If you want to mix it up a bit try a Brooklyn Lager style beer (great american pre-prohibition style vienna lager)
for 20L

~70-80% pils
~20-30% vienna
~4-5% caramunich
choc malt for colour if required
Hallertau at 60min 
30g hallertau at 10min
10g hallertau at 0min
20g cascade or centennial at whirlpool or even dry hop
about 20-25EBC
30 IBU

I also have a version with no vienna, but 5% melanoidin malt instead.


----------



## Thirsty Boy (13/5/11)

For me, that water has too much alkalinity to be ideal for a viena. Its also pretty high in chloride but doesn't actually have a lot of calcium in it & for mine could do with less sulphate. I'd be thinking about cutting it with an equal amount of with rain/distilled/RO water and then maybe adding back a little bit of calcium sulphate to bring the Ca levels back up but not have the chloride to sulphate balance completely dominated by chloride at high levels.

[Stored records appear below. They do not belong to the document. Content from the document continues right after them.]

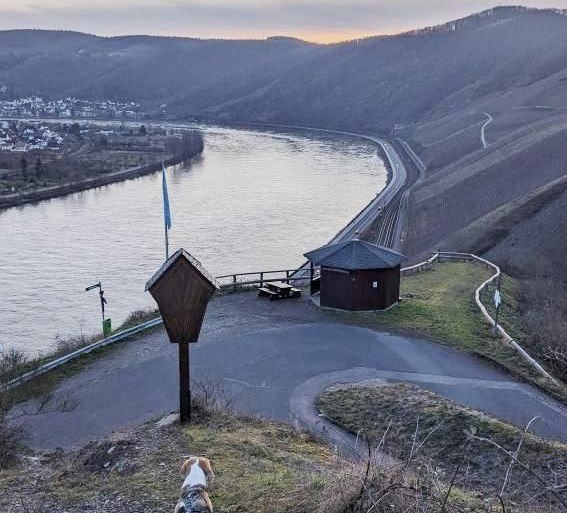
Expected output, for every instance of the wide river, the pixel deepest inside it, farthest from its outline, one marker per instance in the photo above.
(253, 201)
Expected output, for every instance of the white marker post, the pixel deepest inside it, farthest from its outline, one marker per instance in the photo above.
(497, 303)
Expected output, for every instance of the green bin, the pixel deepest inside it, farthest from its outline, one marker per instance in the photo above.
(107, 327)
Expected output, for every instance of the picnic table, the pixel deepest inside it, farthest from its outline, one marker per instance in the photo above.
(278, 290)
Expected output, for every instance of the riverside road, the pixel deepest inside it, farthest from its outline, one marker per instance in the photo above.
(273, 358)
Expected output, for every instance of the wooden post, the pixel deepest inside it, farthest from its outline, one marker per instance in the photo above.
(311, 280)
(184, 384)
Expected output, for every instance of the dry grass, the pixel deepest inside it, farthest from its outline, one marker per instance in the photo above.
(439, 304)
(433, 433)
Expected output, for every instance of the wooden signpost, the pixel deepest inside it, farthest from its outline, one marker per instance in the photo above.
(182, 288)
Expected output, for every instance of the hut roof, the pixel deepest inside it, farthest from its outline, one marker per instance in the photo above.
(181, 253)
(355, 255)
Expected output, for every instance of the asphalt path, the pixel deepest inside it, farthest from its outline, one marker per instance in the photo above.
(264, 353)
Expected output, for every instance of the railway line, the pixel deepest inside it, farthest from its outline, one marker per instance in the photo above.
(382, 220)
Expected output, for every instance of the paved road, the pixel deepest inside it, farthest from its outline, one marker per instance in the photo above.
(263, 351)
(483, 130)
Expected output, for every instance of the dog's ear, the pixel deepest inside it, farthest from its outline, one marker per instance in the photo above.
(205, 464)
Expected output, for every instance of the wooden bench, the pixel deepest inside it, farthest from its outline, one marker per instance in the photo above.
(264, 292)
(295, 292)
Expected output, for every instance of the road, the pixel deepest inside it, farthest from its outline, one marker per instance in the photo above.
(264, 352)
(483, 130)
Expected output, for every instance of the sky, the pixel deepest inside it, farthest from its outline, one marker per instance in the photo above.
(315, 20)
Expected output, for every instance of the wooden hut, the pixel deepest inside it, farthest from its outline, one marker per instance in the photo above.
(357, 275)
(182, 287)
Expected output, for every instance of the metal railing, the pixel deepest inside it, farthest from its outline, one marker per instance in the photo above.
(453, 256)
(248, 280)
(259, 278)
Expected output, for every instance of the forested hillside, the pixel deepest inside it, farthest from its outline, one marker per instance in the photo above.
(368, 84)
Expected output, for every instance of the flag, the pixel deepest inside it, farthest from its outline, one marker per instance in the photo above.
(166, 211)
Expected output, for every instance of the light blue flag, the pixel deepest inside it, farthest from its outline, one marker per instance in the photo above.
(166, 211)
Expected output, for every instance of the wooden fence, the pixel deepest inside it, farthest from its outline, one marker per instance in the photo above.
(249, 280)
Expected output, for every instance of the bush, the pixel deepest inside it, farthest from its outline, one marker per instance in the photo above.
(12, 363)
(544, 318)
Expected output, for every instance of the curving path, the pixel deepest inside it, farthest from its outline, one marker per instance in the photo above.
(483, 130)
(274, 358)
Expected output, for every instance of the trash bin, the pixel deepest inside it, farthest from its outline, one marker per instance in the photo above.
(107, 327)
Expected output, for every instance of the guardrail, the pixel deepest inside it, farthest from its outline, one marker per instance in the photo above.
(79, 352)
(453, 256)
(232, 281)
(244, 280)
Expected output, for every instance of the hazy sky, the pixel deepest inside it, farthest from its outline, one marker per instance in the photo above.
(317, 20)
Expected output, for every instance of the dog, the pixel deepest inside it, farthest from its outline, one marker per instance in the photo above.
(198, 476)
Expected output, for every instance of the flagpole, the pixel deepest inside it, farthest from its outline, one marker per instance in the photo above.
(166, 211)
(166, 243)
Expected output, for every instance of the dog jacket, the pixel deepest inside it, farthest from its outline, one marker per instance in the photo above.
(193, 500)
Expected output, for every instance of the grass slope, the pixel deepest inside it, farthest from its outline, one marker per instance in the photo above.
(260, 466)
(439, 304)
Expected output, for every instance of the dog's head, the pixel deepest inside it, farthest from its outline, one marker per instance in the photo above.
(204, 463)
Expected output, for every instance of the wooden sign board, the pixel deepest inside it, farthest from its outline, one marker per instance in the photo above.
(182, 288)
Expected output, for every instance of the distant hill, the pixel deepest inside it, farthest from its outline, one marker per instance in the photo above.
(365, 84)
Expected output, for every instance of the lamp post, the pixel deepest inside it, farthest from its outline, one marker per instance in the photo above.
(106, 323)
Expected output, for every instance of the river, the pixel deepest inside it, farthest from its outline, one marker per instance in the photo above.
(253, 201)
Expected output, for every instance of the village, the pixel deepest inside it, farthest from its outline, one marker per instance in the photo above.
(18, 137)
(69, 108)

Better still - start with pure rainwater as suggested by POL and add back some salts to it. Personally i dont like the way sulphates interact with noble hops, so i'd just use enough calcium chloride to bring the calcuium levels up to 50 or 60ppm and maybe a pinch of magneseum sulphate just to get some Mg in in there. Carbonates have no place in beer, especially in lager beers, so i wouldn't even consider putting any cal carbonate in there and would slap it out of your hand if I caught you trying.


----------



## seemax (13/5/11)

If you want simple, try 100% Vienna and 25IBU of noble hops.

S-23 (2 packets in 23L batch) does a decent job... but ideally a wyeast variety as mentioned in previous posts.

You could use some munich / crystal / cara / choc in the recipe.. but why not try a simple version and then decide what it needs .


----------